SAN LEANDRO — San Leandro has joined several other cities in banning the sale of menthol cigarettes.

The city council on Tuesday unanimously approved the ban, which will take effect in January 2023.

“Big Tobacco is trying to squeeze every penny out of people,” Vice Mayor Pete Ballew said. “I have no problem putting up with this. … I’m proud to be the legacy that continues to support public health in San Leandro, especially for our youth and all residents.

Many spoke at the council meeting in support of the ban, including resident Dennis Ducey, who volunteers with the American Cancer Society.
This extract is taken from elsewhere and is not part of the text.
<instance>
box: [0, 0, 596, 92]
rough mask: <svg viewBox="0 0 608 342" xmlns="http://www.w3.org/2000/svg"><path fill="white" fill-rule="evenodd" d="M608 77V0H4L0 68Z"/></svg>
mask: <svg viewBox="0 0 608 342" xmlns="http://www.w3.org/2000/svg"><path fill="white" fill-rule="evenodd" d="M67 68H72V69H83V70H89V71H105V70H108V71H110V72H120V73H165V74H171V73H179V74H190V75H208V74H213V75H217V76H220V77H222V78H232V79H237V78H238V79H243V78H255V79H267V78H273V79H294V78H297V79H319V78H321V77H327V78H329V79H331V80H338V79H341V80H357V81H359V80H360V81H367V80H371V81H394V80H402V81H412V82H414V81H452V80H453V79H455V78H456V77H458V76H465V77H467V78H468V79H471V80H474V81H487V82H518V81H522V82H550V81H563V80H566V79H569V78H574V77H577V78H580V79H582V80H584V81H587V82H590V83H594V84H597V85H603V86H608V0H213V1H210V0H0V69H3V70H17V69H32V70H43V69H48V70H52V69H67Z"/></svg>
“I’ve seen firsthand the damage and death from cancer and related illnesses,” Ducey said. “And as we know, tobacco is the ally of cancer. He’s doing the cancer’s dirty work of hooking up the middle school kids.
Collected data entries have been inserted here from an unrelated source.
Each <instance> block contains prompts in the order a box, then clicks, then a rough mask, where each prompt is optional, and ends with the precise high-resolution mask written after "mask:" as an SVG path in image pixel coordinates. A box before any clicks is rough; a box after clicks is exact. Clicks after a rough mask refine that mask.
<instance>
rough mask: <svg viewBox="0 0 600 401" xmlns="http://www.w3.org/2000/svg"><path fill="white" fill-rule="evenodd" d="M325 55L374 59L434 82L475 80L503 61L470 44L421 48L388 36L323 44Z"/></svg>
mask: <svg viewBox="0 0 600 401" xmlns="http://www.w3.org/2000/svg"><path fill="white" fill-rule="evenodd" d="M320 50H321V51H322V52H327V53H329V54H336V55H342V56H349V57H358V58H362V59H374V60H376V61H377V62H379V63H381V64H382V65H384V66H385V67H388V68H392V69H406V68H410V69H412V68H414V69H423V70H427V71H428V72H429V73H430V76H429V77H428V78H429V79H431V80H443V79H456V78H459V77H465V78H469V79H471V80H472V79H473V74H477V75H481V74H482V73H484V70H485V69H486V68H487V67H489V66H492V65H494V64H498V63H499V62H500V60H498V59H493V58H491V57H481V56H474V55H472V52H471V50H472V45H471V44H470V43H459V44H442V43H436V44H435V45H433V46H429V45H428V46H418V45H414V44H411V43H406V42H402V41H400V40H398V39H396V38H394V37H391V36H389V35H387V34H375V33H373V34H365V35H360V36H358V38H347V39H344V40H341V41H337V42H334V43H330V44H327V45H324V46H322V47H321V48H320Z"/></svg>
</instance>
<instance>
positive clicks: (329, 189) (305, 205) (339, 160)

Any type of cigarette is harmful, but studies have shown that the menthol in cigarettes likely leads people to experiment with smoking and have a harder time quitting once they start, according to the Centers for Disease Control.

The ban follows a trend seen in several Bay Area cities, including San Francisco and San Jose, which banned the sale of menthol cigarettes starting June 30. In 2020, Hayward and Oakland banned the sale of flavored tobacco products, including menthol cigarettes. Alameda County prohibits the sale of menthol and other flavored tobacco, in the unincorporated area,

The city council’s vote follows a roundtable it hosted last year with health advocates and tobacco retailers.

San Leandro banned the sale of other flavored tobacco products in 2018.

“This mint extract makes it easier to start smoking and harder to quit,” said council member Victor Aguilar. “We should never allow a chemical specifically for a population that increases mortality, no matter who they are. … If I can save a life, I know I did my job as a public servant to push this ban forward.

Aguilar said tobacco companies often target communities of color. The Food and Drug Administration found that tobacco companies with menthol brands were targeting African Americans with magazine advertising and outdoor menthol advertisements in African American neighborhoods.

Other minority groups are also affected. The Centers for Disease Control writes that tobacco companies advertise at gay pride events and portray tobacco use as an integral part of LGBT life. According to the CDC, 36% of LGBT smokers use menthol cigarettes, compared to only 29% of heterosexual smokers.